For studies with dichotomous outcomes that included arms with and without A&F, we calculated risk differences (RDs) (absolute difference between arms in proportion of desired practice completed) and also odds ratios (ORs). We synthesised the median RDs and interquartile ranges (IQRs) across all trials. We then conducted meta-analyses, accounting for multiple outcomes from a given study and weighted by effective sample size, using reported (or imputed, when necessary) intra-cluster correlation coefficients. Next, we explored the role of baseline performance, co-interventions, targeted behaviour, and study design factors on the estimated effects of A&F. Finally, we conducted exploratory meta-regressions to test preselected variables that might be associated with A&F effect size: characteristics of the audit (number of indicators, aggregation of data); delivery of the feedback (multi-modal format, local champion, nature of comparator, repeated delivery); and components supporting action (facilitation, provision of specific plans for improvement, co-development of action plans).

Main results: 

We included 292 studies with 678 arms; 133 (46%) had a low risk of bias, 41 (14%) unclear, and 113 (39%) had a high risk of bias. There were 26 (9%) studies conducted in low- or middle-income countries. In most studies (237, 81%), the recipients of A&F were physicians. Professional practices most commonly targeted in the studies were prescribing (138 studies, 47%) and test-ordering (103 studies, 35%). Most studies featured multifaceted interventions: the most common co-interventions were clinician education (377 study arms, 56%) and reminders (100 study arms, 15%). Forty-eight unique behaviour change techniques were identified within the study arms (mean 5.2, standard deviation 2.8, range 1 to 29).
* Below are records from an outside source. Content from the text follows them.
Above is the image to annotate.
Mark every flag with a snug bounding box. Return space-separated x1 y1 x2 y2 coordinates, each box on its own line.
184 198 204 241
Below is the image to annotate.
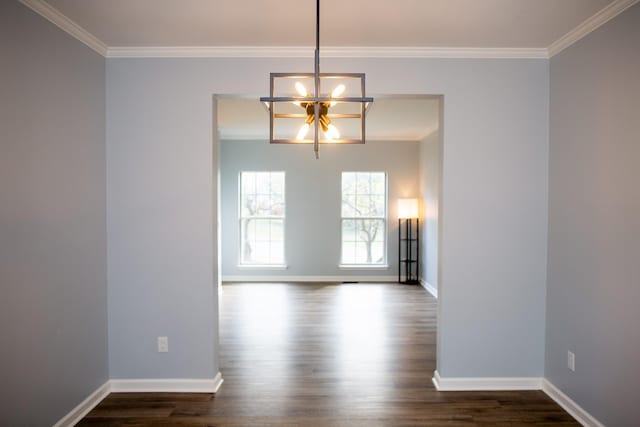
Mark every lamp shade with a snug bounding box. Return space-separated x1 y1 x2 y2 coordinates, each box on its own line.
398 199 418 218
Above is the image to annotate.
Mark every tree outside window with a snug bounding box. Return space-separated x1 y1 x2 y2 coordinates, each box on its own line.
240 172 285 265
341 172 387 265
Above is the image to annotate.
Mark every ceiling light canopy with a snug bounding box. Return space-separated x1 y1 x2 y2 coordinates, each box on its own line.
260 0 373 158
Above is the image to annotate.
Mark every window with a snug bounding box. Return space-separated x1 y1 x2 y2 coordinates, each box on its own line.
240 172 285 265
341 172 387 265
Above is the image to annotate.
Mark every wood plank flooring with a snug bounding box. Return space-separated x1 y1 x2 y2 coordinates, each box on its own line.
79 283 579 427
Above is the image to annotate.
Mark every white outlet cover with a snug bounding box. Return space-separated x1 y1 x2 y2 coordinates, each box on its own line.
158 337 169 353
567 351 576 372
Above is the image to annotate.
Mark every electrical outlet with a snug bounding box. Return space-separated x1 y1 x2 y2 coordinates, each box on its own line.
567 351 576 372
158 337 169 353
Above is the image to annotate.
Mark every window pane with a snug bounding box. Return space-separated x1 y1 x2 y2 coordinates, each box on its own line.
240 172 285 264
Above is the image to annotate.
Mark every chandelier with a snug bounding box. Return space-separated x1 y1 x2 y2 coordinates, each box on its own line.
260 0 373 159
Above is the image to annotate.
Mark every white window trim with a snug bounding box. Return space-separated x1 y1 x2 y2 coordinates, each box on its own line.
338 170 389 270
236 170 289 270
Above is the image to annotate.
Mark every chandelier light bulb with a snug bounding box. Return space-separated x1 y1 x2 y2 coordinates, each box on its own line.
331 84 346 98
296 123 309 141
326 125 340 140
295 82 308 96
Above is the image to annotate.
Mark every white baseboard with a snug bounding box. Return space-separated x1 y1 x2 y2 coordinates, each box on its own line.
542 379 604 427
53 372 224 427
53 381 111 427
111 372 224 393
420 277 438 299
432 371 542 391
222 275 398 283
Synthesis of 558 dichotomous outcomes measuring professional practices from 177 studies testing A&F versus control revealed a median absolute improvement in desired practice of 2.7%, with an IQR of 0.0 to 8.6. Meta-analyses of these studies, accounting for multiple outcomes from the same study and weighting by effective sample size accounting for clustering, found a mean absolute increase in desired practice of 6.2% (95% confidence interval (CI) 4.1 to 8.2; moderate-certainty evidence) and an OR of 1.47 (95% CI 1.31 to 1.64; moderate-certainty evidence). Effects were similar for pre-planned subgroup analyses focused on prescribing and test-ordering outcomes. Lower baseline performance and increased number of co-interventions were both associated with larger intervention effects.

Meta-regressions comparing the presence versus absence of specific A&F components to explore heterogeneity, accounting for baseline performance and number of co-interventions, suggested that A&F effects were greater with individual-recipient-level data rather than team-level data, comparing performance to top-peers or a benchmark, involving a local champion with whom the recipient had a relationship, using interactive modalities rather than just didactic or just written format, and with facilitation to support engagement, and action plans to improve performance. The meta-regressions did not find significant effects with the number of indicators in the audit, comparison to average performance of all peers, or co-development of action plans. Contrary to expectations, repeated delivery was associated with lower effect size. Direct comparisons from head-to-head trials support the use of peer-comparisons versus no comparison at all and the use of design elements in feedback that facilitate the identification and action of high-priority clinical items.